Gostava de saber o quer dizer esta frase que eu não acabo de perceber totalmente:

As lágrimas derramadas caem por um fio
Que ao longe oiço a pingar e a queimar e é tão frio

Um abraço

Carlos

PS: O pronome "que" refere-se às lágrimas ou ao fio?


----------



## dexterciyo

O fio está a pingar, derramando essas lágrimas...

Eu entendo assim.


----------



## Audie

dexterciyo said:


> O fio está a pingar, derramando essas lágrimas...
> 
> Eu entendo assim.


Eu também, já que '_e é tão fri*o*_' se refere a '_que_'.


----------



## will.espmx

CarlitosMS said:


> Olá a todos
> 
> Gostava/[Gostaria] de saber o [que] quer dizer esta frase que eu não acabo de perceber totalmente:/[a frase abaixo, nao a entendi/compreendi bem:]
> 
> As lágrimas derramadas caem por um fio
> Que ao longe oiço a pingar e a queimar e é tão frio
> 
> Um abraco
> Carlos
> 
> PS: O pronome "que" refere-se às lágrimas ou ao fio?

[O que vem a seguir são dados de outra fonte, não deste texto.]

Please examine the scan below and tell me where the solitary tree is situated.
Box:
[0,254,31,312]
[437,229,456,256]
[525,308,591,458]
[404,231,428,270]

O pronome relativo "que" refere-se ao substantivo "fio" ("frio" estando no masculino pode comprovar isto). Desculpa pelas correcoes, sei que voce fala portugues de Portugal, mas no Brasil falamos assim ("Gostava" é preterito imperfeito, nao cabe neste contexto, pelo menos em portugues brasileiro;"nao acabo de perceber totalmente" é extremamente extranho pra mim,nao faz sentido).


----------



## WhoSoyEu

will.espmx said:


> O pronome relativo "que" refere-se ao substantivo "fio" ("frio" estando no masculino pode comprovar isto). Desculpa pelas correcoes, sei que voce fala portugues de Portugal, mas no Brasil falamos assim ("Gostava" é preterito imperfeito, nao cabe neste contexto, pelo menos em portugues brasileiro;"nao acabo de perceber totalmente" é extremamente extranho pra mim,nao faz sentido).

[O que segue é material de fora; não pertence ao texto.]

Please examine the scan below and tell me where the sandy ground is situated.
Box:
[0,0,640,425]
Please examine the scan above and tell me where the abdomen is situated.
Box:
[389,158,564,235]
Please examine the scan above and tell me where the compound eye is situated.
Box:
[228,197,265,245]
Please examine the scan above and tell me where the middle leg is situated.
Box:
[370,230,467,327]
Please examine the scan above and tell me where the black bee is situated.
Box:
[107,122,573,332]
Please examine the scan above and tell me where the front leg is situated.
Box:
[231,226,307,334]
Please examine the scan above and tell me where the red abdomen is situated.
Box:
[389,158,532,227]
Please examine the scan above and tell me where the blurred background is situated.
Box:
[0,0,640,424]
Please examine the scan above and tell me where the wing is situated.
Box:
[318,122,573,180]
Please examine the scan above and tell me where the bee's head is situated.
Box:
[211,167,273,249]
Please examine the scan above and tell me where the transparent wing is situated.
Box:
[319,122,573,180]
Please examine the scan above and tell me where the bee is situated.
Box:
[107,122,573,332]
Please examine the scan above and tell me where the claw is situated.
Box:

Willy, porque você acha que deve corrigir o português de Portugal? O Foro não está baseado no português do Brasil, portanto, este não é o padrão. Aliás, nem o de Portugal.

E se correções há de fazer, seria em "extranho" (estranho).


----------



## will.espmx

WhoSoyEu said:


> Willy, porque você acha que deve corrigir o português de Portugal? O Foro não está baseado no português do Brasil, portanto, este não é o padrão. Aliás, nem o de Portugal.
> 
> E se correções há de fazer, seria em "extranho" (estranho).

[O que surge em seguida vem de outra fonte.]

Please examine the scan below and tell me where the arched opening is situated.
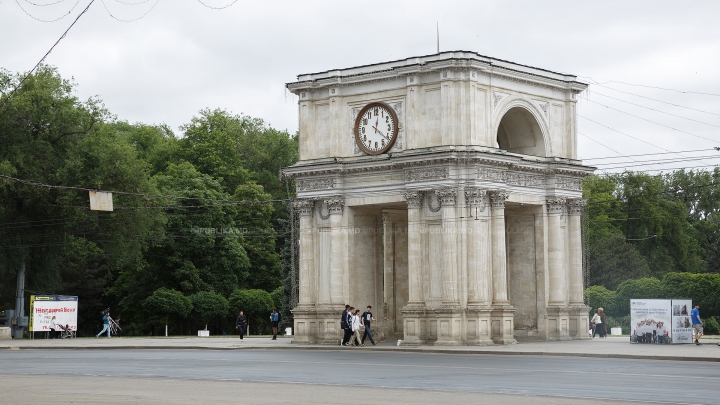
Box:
[497,107,546,157]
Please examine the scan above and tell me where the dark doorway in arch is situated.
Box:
[497,107,547,157]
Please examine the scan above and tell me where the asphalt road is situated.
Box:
[0,348,720,404]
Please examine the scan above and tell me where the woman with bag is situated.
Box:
[590,310,603,339]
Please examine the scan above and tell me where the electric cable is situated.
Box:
[0,0,95,108]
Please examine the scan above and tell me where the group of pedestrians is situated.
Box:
[590,308,607,339]
[340,305,376,347]
[235,308,280,340]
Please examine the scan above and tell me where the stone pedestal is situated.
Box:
[465,307,495,346]
[434,308,463,346]
[547,307,571,340]
[490,307,517,345]
[291,306,318,344]
[569,305,592,340]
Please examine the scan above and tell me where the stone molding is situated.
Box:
[295,177,336,191]
[465,187,488,212]
[555,176,582,191]
[323,195,345,215]
[567,198,587,215]
[507,172,545,188]
[475,166,507,183]
[435,187,457,207]
[545,197,567,214]
[405,167,450,183]
[403,191,423,209]
[283,151,594,180]
[293,198,315,217]
[490,190,510,208]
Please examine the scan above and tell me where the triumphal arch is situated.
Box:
[284,52,593,345]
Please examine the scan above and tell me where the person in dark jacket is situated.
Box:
[340,305,352,346]
[235,311,247,340]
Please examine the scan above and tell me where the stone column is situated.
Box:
[546,197,567,307]
[293,199,315,307]
[400,191,425,345]
[490,190,510,307]
[567,198,590,339]
[567,198,587,306]
[490,190,517,345]
[292,198,318,344]
[435,187,460,308]
[435,187,463,346]
[465,187,493,345]
[325,196,348,304]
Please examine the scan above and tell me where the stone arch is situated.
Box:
[495,98,552,157]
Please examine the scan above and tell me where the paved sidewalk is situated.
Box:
[0,336,720,362]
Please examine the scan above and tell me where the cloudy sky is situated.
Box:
[0,0,720,170]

Bem, talvez antes de tirar suas conclusoes equivocadas, me pergunte ok?. Nao estou corrigindo o Portugues de Portugal, aliás WhoSoyEu para fazer-lo (desculpe-me a ironia jajaja);estou apenas mostrando como falamos no Brasil, que é diferente. Falei que o jeito que em Portugal, fala-se e escreve é "estranho" para mim, porque é outro portugues (chego a dizer que la fala-se portugues e, aqui brasileiro), e creio que para eles, é estranho o nosso modo de pensar E quanto a "extranho", é influencia do espanhol que falo "extraño,extrañar".


----------



## Vanda

Gente, tudo explicado, dúvidas sanadas, vamos deixar por aqui, ok?


----------



## CarlitosMS

will.espmx said:


> Bem, talvez antes de tirar suas conclusoes equivocadas, me pergunte ok?. Nao estou corrigindo o Portugues de Portugal, aliás WhoSoyEu para fazer-lo (desculpe-me a ironia jajaja);estou apenas mostrando como falamos no Brasil, que é diferente. Falei que o jeito que em Portugal, fala-se e escreve é "estranho" para mim, porque é outro portugues (chego a dizer que la fala-se portugues e, aqui brasileiro), e creio que para eles, é estranho o nosso modo de pensar E quanto a "extranho", é influencia do espanhol que falo "extraño,extrañar".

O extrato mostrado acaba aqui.